J'ai du viser juste parce que son visage se ferme automatiquement mais il n'a pas l'air fâché, juste triste, infiniment triste
Pourtant il se ressaisit vite et son petit sourire moqueur reviens
-c'est une manie chez toi d'appeler tes parents par leur prénoms ?
-...
-je vois qu'on t'a déjà informé... ou peut-être l'as-tu trouvé toute seule ?
-c'est Léonard, le vieux démon qui m'a un peu raconté
-dans ma mémoire, il n'était pas ce qu'on pourrait qualifier de vieux démon
-il l'est pourtant, d'ailleurs c'est bien le seul que j'ai vu
-ça ne m'étonne pas, il n'y a que lui pour faire quelque chose d'aussi stupide
-de quoi parlez-vous ?
-tu ne t'es jamais posé la question de comment nous pouvions garder cette apparence ?
-...
-nous vivons éternellement mais pour ça, il faut faire des concessions
-des concessions ?
-aux cieux ont vit éternellement, on n'a pas ce problème de savoir comment "survivre", mais quand on descend sur la terre, on se met à vieillir, bien sur pas aussi vite que des humains mais le problème est quand même la, on vieillit et on devient mortel
-mourir vous fait donc tellement peur ? Demandais-je le regard perdu dans le vague
-quand on a connu une vie aussi longue que la mienne, oui
-et alors comment restez-vous en vie ?
-on absorbe l'énergie de ce qui nous entoure, n'importe quoi, ça peut être un arbre, un chien ou même un homme, tout ce qui vit
-vous tuez pour rester en vie, chuchotais-je la voix tremblante
-oui, on tue pour survivre comme tout le monde
-c'est faux ! On ne tue pas pour vivre éternellement !
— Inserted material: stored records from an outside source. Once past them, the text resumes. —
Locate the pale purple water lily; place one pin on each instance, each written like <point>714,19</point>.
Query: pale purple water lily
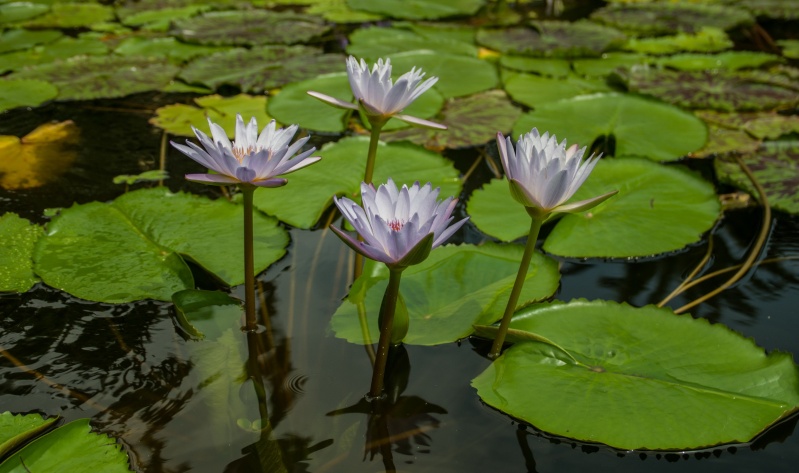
<point>399,226</point>
<point>543,174</point>
<point>250,158</point>
<point>379,96</point>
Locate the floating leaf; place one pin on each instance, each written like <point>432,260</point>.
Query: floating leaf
<point>660,381</point>
<point>178,119</point>
<point>16,266</point>
<point>88,77</point>
<point>553,39</point>
<point>639,126</point>
<point>24,93</point>
<point>258,69</point>
<point>455,288</point>
<point>652,19</point>
<point>72,447</point>
<point>127,250</point>
<point>418,9</point>
<point>249,28</point>
<point>340,171</point>
<point>470,121</point>
<point>39,157</point>
<point>717,90</point>
<point>775,165</point>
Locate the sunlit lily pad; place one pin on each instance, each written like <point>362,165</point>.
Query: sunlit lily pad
<point>660,381</point>
<point>249,28</point>
<point>178,119</point>
<point>16,266</point>
<point>652,19</point>
<point>455,288</point>
<point>310,192</point>
<point>258,69</point>
<point>72,447</point>
<point>775,165</point>
<point>128,250</point>
<point>651,195</point>
<point>639,126</point>
<point>717,90</point>
<point>418,9</point>
<point>553,39</point>
<point>470,121</point>
<point>89,77</point>
<point>39,157</point>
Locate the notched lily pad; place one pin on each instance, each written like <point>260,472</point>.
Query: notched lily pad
<point>250,28</point>
<point>553,39</point>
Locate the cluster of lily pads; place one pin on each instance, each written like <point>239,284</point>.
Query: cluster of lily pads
<point>641,95</point>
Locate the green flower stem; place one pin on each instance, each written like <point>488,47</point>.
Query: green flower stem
<point>532,238</point>
<point>249,265</point>
<point>387,309</point>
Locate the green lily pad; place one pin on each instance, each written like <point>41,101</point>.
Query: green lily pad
<point>553,39</point>
<point>457,75</point>
<point>310,192</point>
<point>60,49</point>
<point>72,447</point>
<point>128,250</point>
<point>532,90</point>
<point>178,119</point>
<point>470,121</point>
<point>652,195</point>
<point>20,39</point>
<point>16,266</point>
<point>25,93</point>
<point>775,165</point>
<point>717,90</point>
<point>373,43</point>
<point>418,9</point>
<point>16,429</point>
<point>89,77</point>
<point>72,15</point>
<point>660,381</point>
<point>249,28</point>
<point>652,19</point>
<point>455,288</point>
<point>706,40</point>
<point>639,126</point>
<point>258,69</point>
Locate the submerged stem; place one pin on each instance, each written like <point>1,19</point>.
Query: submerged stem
<point>532,237</point>
<point>387,309</point>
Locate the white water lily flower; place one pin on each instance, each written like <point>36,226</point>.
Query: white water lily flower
<point>399,226</point>
<point>543,174</point>
<point>379,96</point>
<point>250,158</point>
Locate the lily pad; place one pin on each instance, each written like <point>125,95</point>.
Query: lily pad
<point>89,77</point>
<point>651,195</point>
<point>717,90</point>
<point>553,39</point>
<point>775,165</point>
<point>249,28</point>
<point>16,266</point>
<point>639,126</point>
<point>72,447</point>
<point>470,121</point>
<point>455,288</point>
<point>652,19</point>
<point>310,192</point>
<point>661,381</point>
<point>178,119</point>
<point>24,93</point>
<point>418,9</point>
<point>128,250</point>
<point>258,69</point>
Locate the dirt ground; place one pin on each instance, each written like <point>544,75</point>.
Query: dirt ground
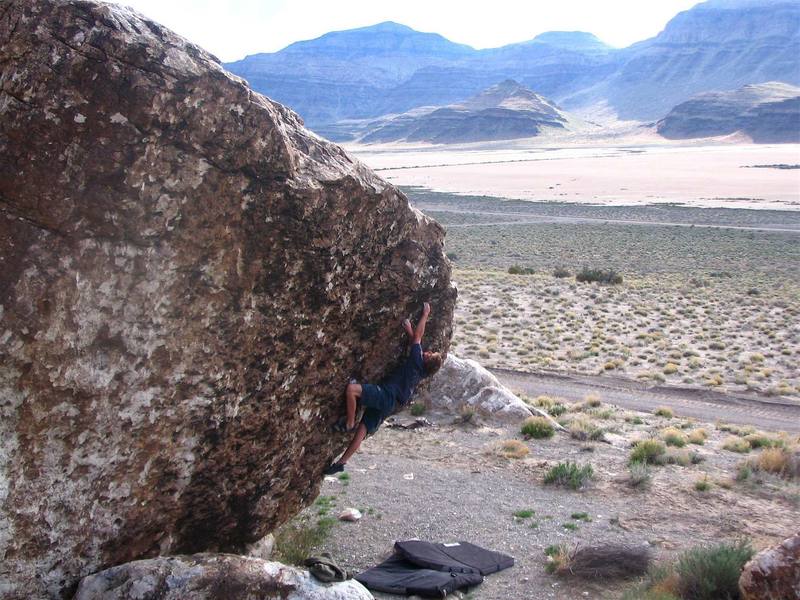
<point>655,172</point>
<point>449,482</point>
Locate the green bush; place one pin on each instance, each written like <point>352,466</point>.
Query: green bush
<point>586,275</point>
<point>711,573</point>
<point>561,272</point>
<point>537,427</point>
<point>569,475</point>
<point>296,540</point>
<point>647,451</point>
<point>518,270</point>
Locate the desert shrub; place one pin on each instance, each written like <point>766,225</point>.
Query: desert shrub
<point>592,400</point>
<point>779,461</point>
<point>698,436</point>
<point>702,485</point>
<point>570,475</point>
<point>670,369</point>
<point>736,444</point>
<point>582,429</point>
<point>518,270</point>
<point>606,561</point>
<point>647,451</point>
<point>761,440</point>
<point>296,540</point>
<point>711,573</point>
<point>639,475</point>
<point>561,272</point>
<point>673,437</point>
<point>513,449</point>
<point>675,457</point>
<point>704,573</point>
<point>587,275</point>
<point>537,427</point>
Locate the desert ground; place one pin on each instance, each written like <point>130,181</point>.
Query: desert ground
<point>635,171</point>
<point>695,347</point>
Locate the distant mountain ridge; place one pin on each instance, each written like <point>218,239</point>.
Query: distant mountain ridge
<point>767,113</point>
<point>504,111</point>
<point>390,68</point>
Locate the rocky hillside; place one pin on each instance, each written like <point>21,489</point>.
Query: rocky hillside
<point>390,69</point>
<point>502,112</point>
<point>768,112</point>
<point>717,45</point>
<point>188,278</point>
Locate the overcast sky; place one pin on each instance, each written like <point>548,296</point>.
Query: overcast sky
<point>235,28</point>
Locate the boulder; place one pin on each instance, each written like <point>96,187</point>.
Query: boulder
<point>463,384</point>
<point>212,577</point>
<point>188,279</point>
<point>774,573</point>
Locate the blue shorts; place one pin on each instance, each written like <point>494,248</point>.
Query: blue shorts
<point>378,405</point>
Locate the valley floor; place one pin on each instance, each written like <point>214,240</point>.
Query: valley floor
<point>625,171</point>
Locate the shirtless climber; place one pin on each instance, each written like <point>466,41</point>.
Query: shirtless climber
<point>393,392</point>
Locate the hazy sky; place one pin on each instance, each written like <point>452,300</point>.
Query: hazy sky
<point>235,28</point>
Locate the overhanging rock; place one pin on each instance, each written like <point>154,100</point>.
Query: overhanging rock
<point>188,278</point>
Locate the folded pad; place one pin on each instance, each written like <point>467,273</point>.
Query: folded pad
<point>461,557</point>
<point>433,570</point>
<point>397,575</point>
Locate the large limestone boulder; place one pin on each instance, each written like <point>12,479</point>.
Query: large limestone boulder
<point>212,577</point>
<point>188,278</point>
<point>774,573</point>
<point>463,384</point>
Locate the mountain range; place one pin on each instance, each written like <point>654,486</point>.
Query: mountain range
<point>766,113</point>
<point>391,69</point>
<point>505,111</point>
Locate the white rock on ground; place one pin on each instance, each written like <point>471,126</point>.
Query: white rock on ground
<point>212,577</point>
<point>464,384</point>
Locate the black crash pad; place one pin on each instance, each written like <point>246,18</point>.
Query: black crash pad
<point>396,575</point>
<point>433,570</point>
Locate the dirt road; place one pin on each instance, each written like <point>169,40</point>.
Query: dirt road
<point>773,414</point>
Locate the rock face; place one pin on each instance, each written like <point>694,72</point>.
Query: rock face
<point>768,113</point>
<point>463,384</point>
<point>212,577</point>
<point>774,573</point>
<point>188,278</point>
<point>505,111</point>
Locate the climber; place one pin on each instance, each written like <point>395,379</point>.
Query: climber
<point>393,392</point>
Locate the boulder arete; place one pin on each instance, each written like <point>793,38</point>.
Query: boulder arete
<point>188,278</point>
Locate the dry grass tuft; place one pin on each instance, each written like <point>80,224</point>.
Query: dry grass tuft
<point>606,562</point>
<point>513,449</point>
<point>698,436</point>
<point>736,444</point>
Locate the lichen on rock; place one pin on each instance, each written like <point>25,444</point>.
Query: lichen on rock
<point>188,278</point>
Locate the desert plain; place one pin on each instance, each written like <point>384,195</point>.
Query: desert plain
<point>694,349</point>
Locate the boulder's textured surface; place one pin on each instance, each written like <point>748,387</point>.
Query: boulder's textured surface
<point>463,384</point>
<point>212,577</point>
<point>188,278</point>
<point>774,573</point>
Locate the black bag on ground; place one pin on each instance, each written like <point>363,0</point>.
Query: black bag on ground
<point>396,575</point>
<point>460,557</point>
<point>433,570</point>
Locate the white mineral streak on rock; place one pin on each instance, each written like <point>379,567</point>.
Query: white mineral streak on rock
<point>463,383</point>
<point>168,347</point>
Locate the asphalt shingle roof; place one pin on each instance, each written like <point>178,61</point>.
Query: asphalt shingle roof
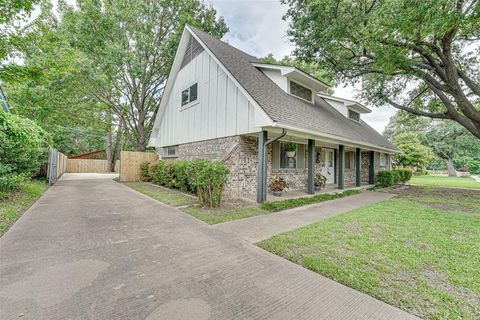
<point>284,108</point>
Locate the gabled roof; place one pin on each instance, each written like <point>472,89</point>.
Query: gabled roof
<point>283,108</point>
A mes mots, il se met à sourire et ces pensées semblent partir ailleurs, il doit sans doute se remémorer quelque chose
-c'est drôle, la première fois où ta mère a été témoin de ça, elle a eu la même réaction, tu as répété mot pour mot ce qu'elle m'a dit ce jour là
-ma mère devait être une personne incroyable, dis-je doucement en me calmant
À nouveau, il sourit
-mais alors pourquoi as-t-elle perdu son temps avec vous ?
-je ne sais pas... elle disait qu'elle m'aimait...
-personne n'est assez bon pour vous aimez
-elle, elle l'était
-et vous, vous l'aimiez ?
-hein ?!
- savez vous ce que ça signifie au moins aimer quelqu'un ?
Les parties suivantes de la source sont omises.